FOR IMMEDIATE RELEASE
December 08, 2020
Contact: Kathryn Phillips--916-893-8494 (mobile)
Metropolitan Water Board Votes to Spend $59 Million on Planning for Newsom’s Tunnel
Spending Decision Ignores Declining Economy, Ratepayer Strain, Climate Change and Likelihood that Tunnel Won’t Deliver
LOS ANGELES—The board of the main water wholesaler in Southern California today voted unanimously to spend $59 million on planning costs for Governor Gavin Newsom’s proposed Delta tunnel.
The vote by the Metropolitan Water District (MWD) board followed three-and-a-half hours of testimony from 60 residents from around California, including environmental activists, who urged the board to reject the expenditure proposal. Activists also insisted that investment in the tunnel was unreasonable given that the district was months away from completing its own integrated, long-term plan for water sourcing.
The $59 million expenditure, coming in the middle of a pandemic surge that is expected to further drag down California’s economy, adds to the $50 million the board voted to spend on tunnel planning in April. It also follows rate increases imposed in April and a board decision to retain an ad valorem tax in August.
Additionally, four years ago MWD spent $175 million to buy two Delta islands to clear the way for tunnel construction.
The Bay-Delta spans about 1100 square miles of lowlands east of San Francisco and south of Sacramento, near Stockton. The Delta is the largest estuary on the west coast of North America, providing breeding grounds and habitat for about 750 species, including salmon.
The proposed tunnel is expected to ruin Delta habitat, encourage higher salinity, and promote water stagnation, leading to harmful algae blooms and ecosystem collapse within the Bay and the Delta.
Newsom’s proposal would build a 40-mile tunnel that would divert water from rivers that feed the San Francisco Bay-Delta and send it south of the Delta. The tunnel is a remnant of Governor Jerry Brown’s water plan that itself was inspired by a decades-old proposal to build a peripheral canal that voters rejected in 1982.

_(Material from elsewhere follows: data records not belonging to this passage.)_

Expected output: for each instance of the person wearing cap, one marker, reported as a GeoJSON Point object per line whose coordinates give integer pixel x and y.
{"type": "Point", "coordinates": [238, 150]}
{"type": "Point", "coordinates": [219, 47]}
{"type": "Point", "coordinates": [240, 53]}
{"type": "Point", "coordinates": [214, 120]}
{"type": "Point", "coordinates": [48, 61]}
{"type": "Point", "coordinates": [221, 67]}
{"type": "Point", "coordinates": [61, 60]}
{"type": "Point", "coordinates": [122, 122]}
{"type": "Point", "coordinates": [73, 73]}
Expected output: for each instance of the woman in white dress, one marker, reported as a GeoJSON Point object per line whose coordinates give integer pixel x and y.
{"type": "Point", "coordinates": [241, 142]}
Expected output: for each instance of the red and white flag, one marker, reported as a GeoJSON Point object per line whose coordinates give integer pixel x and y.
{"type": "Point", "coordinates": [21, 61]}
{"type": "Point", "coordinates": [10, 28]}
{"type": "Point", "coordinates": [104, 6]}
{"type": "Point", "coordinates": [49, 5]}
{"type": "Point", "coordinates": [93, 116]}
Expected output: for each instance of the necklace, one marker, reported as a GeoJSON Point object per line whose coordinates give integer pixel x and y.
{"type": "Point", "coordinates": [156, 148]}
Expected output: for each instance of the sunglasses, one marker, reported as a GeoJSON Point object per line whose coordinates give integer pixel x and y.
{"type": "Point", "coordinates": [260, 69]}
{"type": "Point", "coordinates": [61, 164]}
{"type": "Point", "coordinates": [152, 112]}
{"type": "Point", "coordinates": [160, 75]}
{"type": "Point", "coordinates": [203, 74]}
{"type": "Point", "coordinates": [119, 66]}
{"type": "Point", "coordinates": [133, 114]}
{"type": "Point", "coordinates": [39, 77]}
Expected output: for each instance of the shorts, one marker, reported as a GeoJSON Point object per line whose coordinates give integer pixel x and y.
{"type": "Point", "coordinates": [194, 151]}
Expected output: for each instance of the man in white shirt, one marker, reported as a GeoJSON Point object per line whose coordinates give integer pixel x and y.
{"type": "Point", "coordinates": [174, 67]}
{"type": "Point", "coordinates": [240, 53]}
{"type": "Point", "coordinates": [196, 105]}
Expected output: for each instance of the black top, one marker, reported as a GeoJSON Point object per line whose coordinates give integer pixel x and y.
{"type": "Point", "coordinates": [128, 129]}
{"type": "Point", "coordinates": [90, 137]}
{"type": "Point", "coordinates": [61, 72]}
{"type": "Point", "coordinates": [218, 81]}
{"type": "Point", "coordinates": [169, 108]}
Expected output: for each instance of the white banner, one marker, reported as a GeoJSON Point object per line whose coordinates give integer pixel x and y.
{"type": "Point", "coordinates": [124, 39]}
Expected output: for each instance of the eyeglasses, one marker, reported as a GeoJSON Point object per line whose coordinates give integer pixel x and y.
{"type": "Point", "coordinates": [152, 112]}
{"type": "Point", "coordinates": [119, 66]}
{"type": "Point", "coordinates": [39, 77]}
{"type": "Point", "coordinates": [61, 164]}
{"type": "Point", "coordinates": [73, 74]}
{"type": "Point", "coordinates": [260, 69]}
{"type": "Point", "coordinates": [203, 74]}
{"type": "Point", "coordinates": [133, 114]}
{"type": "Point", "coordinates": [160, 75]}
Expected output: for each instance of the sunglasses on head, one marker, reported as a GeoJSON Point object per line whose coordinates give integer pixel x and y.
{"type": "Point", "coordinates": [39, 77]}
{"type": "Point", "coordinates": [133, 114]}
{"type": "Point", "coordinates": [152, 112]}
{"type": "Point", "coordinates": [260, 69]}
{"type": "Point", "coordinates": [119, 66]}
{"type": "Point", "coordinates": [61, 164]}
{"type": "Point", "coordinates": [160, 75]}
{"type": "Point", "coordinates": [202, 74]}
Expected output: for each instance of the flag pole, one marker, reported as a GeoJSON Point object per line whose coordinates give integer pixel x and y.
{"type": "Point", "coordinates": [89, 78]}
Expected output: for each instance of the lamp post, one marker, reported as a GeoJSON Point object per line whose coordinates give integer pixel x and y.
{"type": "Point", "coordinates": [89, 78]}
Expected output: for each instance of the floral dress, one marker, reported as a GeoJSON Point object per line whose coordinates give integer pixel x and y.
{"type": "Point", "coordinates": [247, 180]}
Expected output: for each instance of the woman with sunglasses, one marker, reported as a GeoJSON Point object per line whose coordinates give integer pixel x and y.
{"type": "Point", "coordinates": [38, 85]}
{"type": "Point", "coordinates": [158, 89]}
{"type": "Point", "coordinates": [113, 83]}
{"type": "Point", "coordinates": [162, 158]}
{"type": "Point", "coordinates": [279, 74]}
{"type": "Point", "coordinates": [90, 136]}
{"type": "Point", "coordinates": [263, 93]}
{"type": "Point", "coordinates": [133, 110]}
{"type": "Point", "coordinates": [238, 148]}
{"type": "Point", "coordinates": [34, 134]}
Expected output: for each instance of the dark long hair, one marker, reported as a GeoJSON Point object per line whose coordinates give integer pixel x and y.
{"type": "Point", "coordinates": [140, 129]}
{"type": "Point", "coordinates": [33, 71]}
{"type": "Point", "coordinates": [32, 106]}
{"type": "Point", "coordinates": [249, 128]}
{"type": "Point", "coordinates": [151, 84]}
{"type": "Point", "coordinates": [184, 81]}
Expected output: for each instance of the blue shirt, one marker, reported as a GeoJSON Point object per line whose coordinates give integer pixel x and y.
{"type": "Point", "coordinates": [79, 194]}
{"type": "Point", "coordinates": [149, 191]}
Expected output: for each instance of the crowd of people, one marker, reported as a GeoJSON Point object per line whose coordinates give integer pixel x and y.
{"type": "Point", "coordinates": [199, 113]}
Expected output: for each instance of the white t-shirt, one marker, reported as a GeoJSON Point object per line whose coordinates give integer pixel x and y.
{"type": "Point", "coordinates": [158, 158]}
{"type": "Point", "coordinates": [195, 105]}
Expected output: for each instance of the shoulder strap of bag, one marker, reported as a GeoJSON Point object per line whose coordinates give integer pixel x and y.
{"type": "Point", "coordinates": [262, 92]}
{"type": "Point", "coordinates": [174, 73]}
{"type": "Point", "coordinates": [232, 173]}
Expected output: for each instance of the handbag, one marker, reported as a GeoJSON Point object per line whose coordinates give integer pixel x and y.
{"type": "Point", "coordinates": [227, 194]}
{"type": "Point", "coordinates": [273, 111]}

The tunnel is expected to cost between $16 and $40 billion and require 15 to 20 years to construct. The tunnel has not completed its permitting nor has funding for construction been determined, but MWD is expected to cover 65% or more of the costs, even though drought conditions prompted by climate change is expected to reduce the availability of water that would feed into the tunnel.
Statement of Kathryn Phillips, Director of Sierra Club California:
“The MWD board members failed all Californians today. They essentially committed even more precious dollars to a project that won’t provide new water, doesn’t take into account climate change, will create an ecosystem collapse, and will saddle Southern California ratepayers with higher costs for water that won’t get delivered.
“Irresponsible is one adjective for this vote.
“Fortunately, this huge investment is not the end of the story. The board will have more chances in coming months and years to reconsider its commitment to the tunnel boondoggle.
“Then, we hope, the board will abandon the tunnel and focus instead on developing local and regional water sources that provide good local and regional jobs and reliable supplies.”
Sierra Club California is the legislative and regulatory advocacy arm of the 13 Sierra Club chapters in California, representing more than 500,000 members and supporters statewide.